We're currently overdue for a pole reversal, and a particularly rapid shift could cause chaos for birds' migration patterns and human navigational instruments. One reassuring thing is that, in general, pole shifts are very, very gradual, and a 5,000 year flip would be disruptive but not catastrophic for Earth with a little sensible planning.
However, we've found bits and pieces of evidence that suggests the Earth's magnetic field can move way, way more quickly. In 1995, an ancient lava flow in Oregon held a magnetic pattern that suggested the poles had once been moving six degrees a day, which is about 10,000 times faster than normal and quick enough to completely reverse the Earth's magnetic field in just about one month. A lot of scientists dismissed that as utterly implausible, certain there had to be some error.
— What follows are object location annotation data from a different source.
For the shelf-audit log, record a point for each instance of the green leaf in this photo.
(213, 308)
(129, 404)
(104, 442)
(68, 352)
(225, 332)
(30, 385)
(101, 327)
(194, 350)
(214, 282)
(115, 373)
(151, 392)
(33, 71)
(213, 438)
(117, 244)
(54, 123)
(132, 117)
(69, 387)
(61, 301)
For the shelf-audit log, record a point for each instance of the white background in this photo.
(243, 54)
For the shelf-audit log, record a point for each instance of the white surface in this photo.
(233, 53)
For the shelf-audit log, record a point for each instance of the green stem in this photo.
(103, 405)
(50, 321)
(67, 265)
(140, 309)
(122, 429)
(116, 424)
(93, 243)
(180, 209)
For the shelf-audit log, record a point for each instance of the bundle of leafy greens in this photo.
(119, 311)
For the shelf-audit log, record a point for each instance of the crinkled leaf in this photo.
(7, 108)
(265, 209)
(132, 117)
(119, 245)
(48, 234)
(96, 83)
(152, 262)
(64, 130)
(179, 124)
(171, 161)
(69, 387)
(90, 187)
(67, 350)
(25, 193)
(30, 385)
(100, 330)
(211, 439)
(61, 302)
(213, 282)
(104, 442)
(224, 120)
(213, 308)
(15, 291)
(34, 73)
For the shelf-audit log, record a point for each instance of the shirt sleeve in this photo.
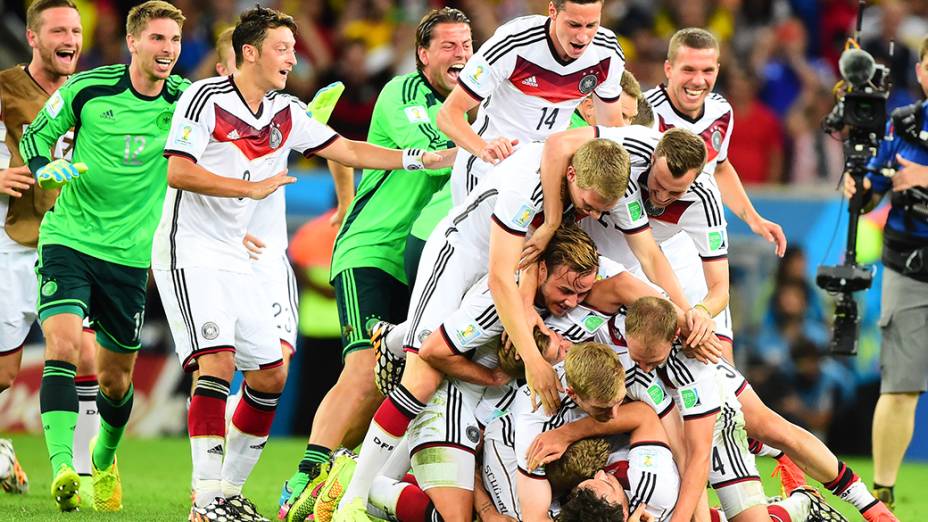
(191, 125)
(474, 323)
(53, 121)
(405, 121)
(528, 424)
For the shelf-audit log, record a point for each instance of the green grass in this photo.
(156, 482)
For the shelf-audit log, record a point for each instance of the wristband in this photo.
(412, 159)
(704, 307)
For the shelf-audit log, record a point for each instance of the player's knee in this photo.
(114, 382)
(271, 380)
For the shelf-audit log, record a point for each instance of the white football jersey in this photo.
(269, 223)
(213, 127)
(698, 213)
(526, 91)
(714, 125)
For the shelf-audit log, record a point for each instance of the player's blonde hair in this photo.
(573, 248)
(692, 37)
(509, 360)
(602, 166)
(630, 85)
(595, 373)
(683, 150)
(580, 462)
(33, 14)
(140, 15)
(224, 45)
(651, 320)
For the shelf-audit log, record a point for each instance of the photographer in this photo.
(904, 315)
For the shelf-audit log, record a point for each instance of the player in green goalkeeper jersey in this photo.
(368, 263)
(95, 245)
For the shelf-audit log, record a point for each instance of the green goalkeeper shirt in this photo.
(373, 234)
(111, 211)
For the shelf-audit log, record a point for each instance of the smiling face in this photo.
(156, 48)
(573, 27)
(276, 57)
(562, 289)
(57, 40)
(691, 76)
(449, 49)
(663, 187)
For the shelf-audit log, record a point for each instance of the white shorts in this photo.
(732, 470)
(275, 276)
(687, 265)
(653, 479)
(19, 288)
(445, 274)
(499, 476)
(443, 440)
(467, 171)
(211, 311)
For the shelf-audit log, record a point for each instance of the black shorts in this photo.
(110, 295)
(364, 297)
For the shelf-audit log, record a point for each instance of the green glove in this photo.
(58, 172)
(322, 104)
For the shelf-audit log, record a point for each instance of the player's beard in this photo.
(51, 64)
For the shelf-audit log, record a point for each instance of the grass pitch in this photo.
(156, 482)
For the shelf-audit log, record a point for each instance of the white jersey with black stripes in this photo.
(527, 92)
(714, 125)
(214, 127)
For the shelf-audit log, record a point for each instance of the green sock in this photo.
(113, 418)
(58, 404)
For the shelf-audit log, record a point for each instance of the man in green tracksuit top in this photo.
(367, 265)
(95, 244)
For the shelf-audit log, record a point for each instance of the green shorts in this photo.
(110, 295)
(364, 297)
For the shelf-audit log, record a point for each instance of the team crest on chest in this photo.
(276, 137)
(716, 139)
(588, 83)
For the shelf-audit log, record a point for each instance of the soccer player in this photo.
(527, 79)
(53, 30)
(95, 247)
(458, 254)
(368, 262)
(229, 143)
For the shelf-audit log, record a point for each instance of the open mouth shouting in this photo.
(454, 71)
(163, 64)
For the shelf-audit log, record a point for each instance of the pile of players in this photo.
(600, 253)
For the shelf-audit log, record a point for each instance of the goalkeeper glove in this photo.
(58, 172)
(322, 104)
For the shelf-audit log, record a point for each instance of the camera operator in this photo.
(904, 301)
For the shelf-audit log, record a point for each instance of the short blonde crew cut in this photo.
(140, 15)
(595, 373)
(602, 166)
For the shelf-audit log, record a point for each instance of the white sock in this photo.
(207, 468)
(399, 408)
(243, 452)
(88, 425)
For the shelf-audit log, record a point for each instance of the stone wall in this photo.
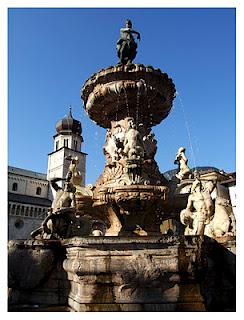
(186, 273)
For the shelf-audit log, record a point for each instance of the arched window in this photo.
(13, 209)
(18, 210)
(15, 186)
(38, 190)
(66, 141)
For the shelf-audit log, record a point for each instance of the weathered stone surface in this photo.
(130, 274)
(117, 92)
(36, 276)
(191, 273)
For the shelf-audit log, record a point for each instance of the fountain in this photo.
(111, 253)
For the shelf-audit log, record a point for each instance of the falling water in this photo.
(148, 104)
(126, 102)
(138, 101)
(187, 129)
(117, 108)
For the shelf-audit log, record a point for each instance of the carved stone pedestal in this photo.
(140, 274)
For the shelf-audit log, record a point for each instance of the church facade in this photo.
(29, 193)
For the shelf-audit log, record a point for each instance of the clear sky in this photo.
(53, 51)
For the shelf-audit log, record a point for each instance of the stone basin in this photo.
(137, 91)
(132, 209)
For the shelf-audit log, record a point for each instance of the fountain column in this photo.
(128, 100)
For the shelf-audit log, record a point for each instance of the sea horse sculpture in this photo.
(126, 45)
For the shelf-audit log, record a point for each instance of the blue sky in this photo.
(53, 51)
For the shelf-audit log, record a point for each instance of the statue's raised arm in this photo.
(126, 45)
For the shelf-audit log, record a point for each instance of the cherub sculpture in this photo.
(62, 213)
(133, 144)
(182, 161)
(200, 208)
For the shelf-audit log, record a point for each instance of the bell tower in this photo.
(67, 142)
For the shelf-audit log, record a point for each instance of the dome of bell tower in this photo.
(69, 125)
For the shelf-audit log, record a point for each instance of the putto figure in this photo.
(200, 208)
(182, 161)
(126, 45)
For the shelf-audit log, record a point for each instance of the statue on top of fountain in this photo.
(126, 45)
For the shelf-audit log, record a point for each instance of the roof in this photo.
(27, 173)
(21, 198)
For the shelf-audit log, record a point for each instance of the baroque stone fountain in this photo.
(128, 100)
(100, 248)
Now another instance of accelerated reversal has been discovered in a preserved lava flow in Nevada. The rocks there indicate Earth's field moved 53 degrees in a year. If that rate was constant, then the poles would have reversed in well under four years. It's not quite the blazing fast speed of the original find, but it's still much, much faster than we ever would have expected.
Researcher Scott Bogue of Los Angeles's Occidental College says that's definitely a possibility, but he also considered the alternative that the overall movement of the poles was much slower, with a rapid acceleration for a year in the middle of a much longer, drawn out process. Either way, if such rapid shifts are possible, even likely, then we had better be ready for some minor chaos when the next reversal finally gets underway.